На экране телевизора продолжался в сиэнэновской трансляции все тот же сон, но теперь он был уже не страшным, а только скучным. Там подолгу ничего не менялось, группы каких-то маленьких людей перебегали, пригнувшись, от постоянно находящегося в кадре Белого дома, иногда трещали выстрелы. Поскольку все это совершалось на телеэкране, казалось, что это происходит где-то далеко и не имеет к нам никакого отношения.
За несколько шагов до границы кадра один из бежавших упал на асфальт и застыл. Разгоняя сиреной многочисленных зрителей, в его направлении поехала «скорая», но даже с того расстояния, на котором находилась камера, видно было, что она, вероятнее всего, зря торопится: крохотный человечек лежал абсолютно неподвижно.
– Вот и все, – сказала Ирина. – Был – и нет. Легкая смерть, сказали бы тетки в сауне, можно позавидовать.
Она встала, подошла к окну, и просеянный сквозь желтую листву свет лег на ее лицо.
– Я раньше боялась, думала о ней, – произнесла она, – а после смерти Некрича поняла, что тут и думать не о чем: самая простая вещь на свете. Был – и не стало, как будто не было его. Проще смерти и быть ничего не может.
– Некрич-то как раз жив, – сказал я совсем тихо, а может быть, даже не сказал, а только подумал, – живее всех живых! – А в моей расслабленности мне показалось, будто сказал, во всяком случае, Ирина не расслышала, даже не обернулась ко мне, и я решил, что тем лучше, значит, рано еще ей знать об этом.
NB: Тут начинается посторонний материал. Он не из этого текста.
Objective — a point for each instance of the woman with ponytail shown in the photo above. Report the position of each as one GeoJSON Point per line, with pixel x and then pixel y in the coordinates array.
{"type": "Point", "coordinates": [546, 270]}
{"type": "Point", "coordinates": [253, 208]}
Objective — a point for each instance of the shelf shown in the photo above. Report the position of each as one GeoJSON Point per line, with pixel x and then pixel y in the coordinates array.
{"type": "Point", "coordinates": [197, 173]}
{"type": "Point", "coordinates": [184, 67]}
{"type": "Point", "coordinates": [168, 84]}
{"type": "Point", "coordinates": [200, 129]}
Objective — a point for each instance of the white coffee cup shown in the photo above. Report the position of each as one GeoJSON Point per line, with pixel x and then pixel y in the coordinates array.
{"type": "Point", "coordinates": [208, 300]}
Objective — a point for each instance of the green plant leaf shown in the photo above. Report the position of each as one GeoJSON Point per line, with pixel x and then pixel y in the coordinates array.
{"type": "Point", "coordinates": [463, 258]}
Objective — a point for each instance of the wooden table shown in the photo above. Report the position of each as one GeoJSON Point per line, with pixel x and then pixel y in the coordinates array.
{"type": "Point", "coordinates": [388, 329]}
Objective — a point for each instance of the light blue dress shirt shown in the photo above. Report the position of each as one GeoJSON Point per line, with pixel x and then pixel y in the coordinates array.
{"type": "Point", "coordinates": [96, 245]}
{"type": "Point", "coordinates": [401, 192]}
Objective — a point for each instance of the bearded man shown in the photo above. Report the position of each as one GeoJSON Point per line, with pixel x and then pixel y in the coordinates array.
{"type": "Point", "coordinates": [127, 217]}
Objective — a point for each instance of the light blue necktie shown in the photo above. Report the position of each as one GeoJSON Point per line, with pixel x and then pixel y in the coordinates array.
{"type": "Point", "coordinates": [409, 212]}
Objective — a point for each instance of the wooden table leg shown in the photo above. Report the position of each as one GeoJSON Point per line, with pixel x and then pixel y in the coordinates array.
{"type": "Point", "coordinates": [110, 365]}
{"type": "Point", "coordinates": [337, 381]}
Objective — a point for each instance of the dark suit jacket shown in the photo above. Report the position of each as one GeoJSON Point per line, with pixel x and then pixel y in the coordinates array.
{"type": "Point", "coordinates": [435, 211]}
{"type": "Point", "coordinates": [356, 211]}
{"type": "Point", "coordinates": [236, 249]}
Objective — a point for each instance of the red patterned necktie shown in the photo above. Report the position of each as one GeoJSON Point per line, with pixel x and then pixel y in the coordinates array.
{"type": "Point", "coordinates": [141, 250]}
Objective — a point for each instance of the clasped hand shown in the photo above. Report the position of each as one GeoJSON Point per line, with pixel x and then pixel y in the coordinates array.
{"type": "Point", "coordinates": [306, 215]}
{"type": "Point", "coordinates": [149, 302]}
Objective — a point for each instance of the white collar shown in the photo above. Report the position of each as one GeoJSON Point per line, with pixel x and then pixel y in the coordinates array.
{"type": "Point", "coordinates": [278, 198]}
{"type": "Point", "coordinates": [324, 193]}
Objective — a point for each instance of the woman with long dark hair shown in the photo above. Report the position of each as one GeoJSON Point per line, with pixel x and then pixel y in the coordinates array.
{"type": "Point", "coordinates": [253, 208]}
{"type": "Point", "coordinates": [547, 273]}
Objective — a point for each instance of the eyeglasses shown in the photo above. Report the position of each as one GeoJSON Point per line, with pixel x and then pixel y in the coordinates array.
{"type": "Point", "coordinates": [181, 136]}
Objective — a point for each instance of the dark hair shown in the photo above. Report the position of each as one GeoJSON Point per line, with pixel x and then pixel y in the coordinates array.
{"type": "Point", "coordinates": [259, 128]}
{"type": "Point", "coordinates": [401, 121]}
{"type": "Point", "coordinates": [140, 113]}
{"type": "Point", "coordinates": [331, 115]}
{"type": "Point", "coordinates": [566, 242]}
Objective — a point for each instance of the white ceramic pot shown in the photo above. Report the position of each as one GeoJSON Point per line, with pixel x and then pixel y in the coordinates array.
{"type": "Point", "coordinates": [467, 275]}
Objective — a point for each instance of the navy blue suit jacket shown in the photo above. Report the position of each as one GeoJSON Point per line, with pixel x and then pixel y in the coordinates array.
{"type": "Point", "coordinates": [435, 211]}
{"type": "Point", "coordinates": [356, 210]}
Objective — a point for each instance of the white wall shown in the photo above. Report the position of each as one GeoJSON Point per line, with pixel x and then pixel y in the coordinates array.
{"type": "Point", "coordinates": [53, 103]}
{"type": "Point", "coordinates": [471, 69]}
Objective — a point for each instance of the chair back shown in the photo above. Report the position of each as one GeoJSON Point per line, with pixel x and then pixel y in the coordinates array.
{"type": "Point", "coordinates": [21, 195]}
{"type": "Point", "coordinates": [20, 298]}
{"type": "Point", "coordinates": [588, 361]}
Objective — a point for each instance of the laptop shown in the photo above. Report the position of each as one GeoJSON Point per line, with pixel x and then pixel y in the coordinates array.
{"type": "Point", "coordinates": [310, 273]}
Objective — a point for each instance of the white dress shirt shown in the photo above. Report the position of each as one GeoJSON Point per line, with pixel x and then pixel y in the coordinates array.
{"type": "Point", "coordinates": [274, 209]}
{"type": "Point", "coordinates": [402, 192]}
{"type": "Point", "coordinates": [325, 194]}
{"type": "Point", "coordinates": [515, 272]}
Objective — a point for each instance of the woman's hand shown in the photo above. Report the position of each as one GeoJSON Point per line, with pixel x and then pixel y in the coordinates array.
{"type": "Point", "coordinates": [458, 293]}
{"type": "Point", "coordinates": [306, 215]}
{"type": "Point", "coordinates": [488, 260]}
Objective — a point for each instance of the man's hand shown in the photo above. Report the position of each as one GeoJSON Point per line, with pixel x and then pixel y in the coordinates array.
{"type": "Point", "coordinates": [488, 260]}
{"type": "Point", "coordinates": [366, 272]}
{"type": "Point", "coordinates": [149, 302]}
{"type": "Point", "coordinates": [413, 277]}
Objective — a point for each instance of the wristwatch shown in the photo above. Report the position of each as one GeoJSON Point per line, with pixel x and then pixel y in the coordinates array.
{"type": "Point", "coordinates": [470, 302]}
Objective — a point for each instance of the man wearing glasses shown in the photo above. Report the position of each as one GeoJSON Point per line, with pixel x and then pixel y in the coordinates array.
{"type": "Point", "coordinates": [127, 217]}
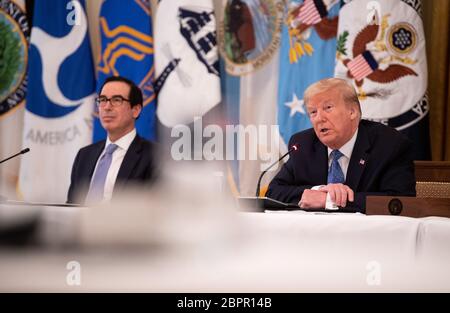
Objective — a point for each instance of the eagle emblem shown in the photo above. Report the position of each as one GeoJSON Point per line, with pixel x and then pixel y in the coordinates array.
{"type": "Point", "coordinates": [301, 19]}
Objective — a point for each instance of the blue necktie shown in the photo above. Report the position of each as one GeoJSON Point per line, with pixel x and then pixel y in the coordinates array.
{"type": "Point", "coordinates": [97, 187]}
{"type": "Point", "coordinates": [335, 174]}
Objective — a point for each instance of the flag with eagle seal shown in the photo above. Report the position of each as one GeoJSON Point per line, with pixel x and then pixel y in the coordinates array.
{"type": "Point", "coordinates": [381, 49]}
{"type": "Point", "coordinates": [186, 61]}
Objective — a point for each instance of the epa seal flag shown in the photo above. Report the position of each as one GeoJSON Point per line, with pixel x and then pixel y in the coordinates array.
{"type": "Point", "coordinates": [381, 49]}
{"type": "Point", "coordinates": [15, 35]}
{"type": "Point", "coordinates": [60, 99]}
{"type": "Point", "coordinates": [127, 50]}
{"type": "Point", "coordinates": [187, 60]}
{"type": "Point", "coordinates": [308, 48]}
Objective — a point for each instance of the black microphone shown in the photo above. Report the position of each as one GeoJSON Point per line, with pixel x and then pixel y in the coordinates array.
{"type": "Point", "coordinates": [13, 156]}
{"type": "Point", "coordinates": [294, 147]}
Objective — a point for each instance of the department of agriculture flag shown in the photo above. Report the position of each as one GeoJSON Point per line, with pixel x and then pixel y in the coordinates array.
{"type": "Point", "coordinates": [308, 49]}
{"type": "Point", "coordinates": [251, 31]}
{"type": "Point", "coordinates": [381, 49]}
{"type": "Point", "coordinates": [15, 35]}
{"type": "Point", "coordinates": [60, 99]}
{"type": "Point", "coordinates": [127, 50]}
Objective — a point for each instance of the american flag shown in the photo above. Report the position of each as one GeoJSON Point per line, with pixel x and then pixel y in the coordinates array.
{"type": "Point", "coordinates": [309, 14]}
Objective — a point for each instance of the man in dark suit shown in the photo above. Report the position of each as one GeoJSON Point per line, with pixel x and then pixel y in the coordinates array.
{"type": "Point", "coordinates": [124, 158]}
{"type": "Point", "coordinates": [342, 159]}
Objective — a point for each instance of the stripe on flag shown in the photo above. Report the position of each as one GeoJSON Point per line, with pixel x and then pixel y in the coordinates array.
{"type": "Point", "coordinates": [309, 13]}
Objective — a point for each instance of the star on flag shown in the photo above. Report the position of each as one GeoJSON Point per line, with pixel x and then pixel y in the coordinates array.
{"type": "Point", "coordinates": [296, 105]}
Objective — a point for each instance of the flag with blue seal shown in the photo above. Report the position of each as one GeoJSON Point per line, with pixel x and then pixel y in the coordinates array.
{"type": "Point", "coordinates": [127, 50]}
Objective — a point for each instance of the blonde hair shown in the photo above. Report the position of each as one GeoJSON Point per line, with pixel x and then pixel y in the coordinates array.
{"type": "Point", "coordinates": [347, 91]}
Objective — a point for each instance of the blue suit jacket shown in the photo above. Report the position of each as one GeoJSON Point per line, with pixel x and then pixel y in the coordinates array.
{"type": "Point", "coordinates": [381, 164]}
{"type": "Point", "coordinates": [138, 166]}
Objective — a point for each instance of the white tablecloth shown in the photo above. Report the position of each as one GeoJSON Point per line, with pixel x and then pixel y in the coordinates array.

Она стояла, прижавшись щекой к стеклу, так что угол рта слегка оттянулся книзу. Ирина касалась стекла с неотчетливой нежностью, избегающей направленности на кого-либо, – ведь я был рядом, она могла бы положить лицо хотя бы мне на плечо, – с нежностью, замыкающейся на самой себе. Сияние заоконной листвы золотило ее глаза и таяло в них, погружаясь на дно. От ее дыхания несколько сантиметров стекла перед лицом затуманились. Возникла одна из тех не таких уж редких пауз, когда Ирина выключалась из окружающего, теряла к нему интерес. Мне казалось тогда, что все мы – близкие ей и претендующие на нее мужчины с нашими деньгами, знаниями, борьбой за власть и прочими мужскими играми, в которых она в другое время охотно участвовала, – в такие минуты только мешаем ей. В этих паузах, пусть недолгих и скрыто тревожных, она достигала наконец независимости и ни в ком из нас не нуждалась.
Но именно к такой Ирине, не нуждающейся во мне и ничьей, меня больше всего тянуло. Прежде чем подойти и обнять ее, я выключил телевизор.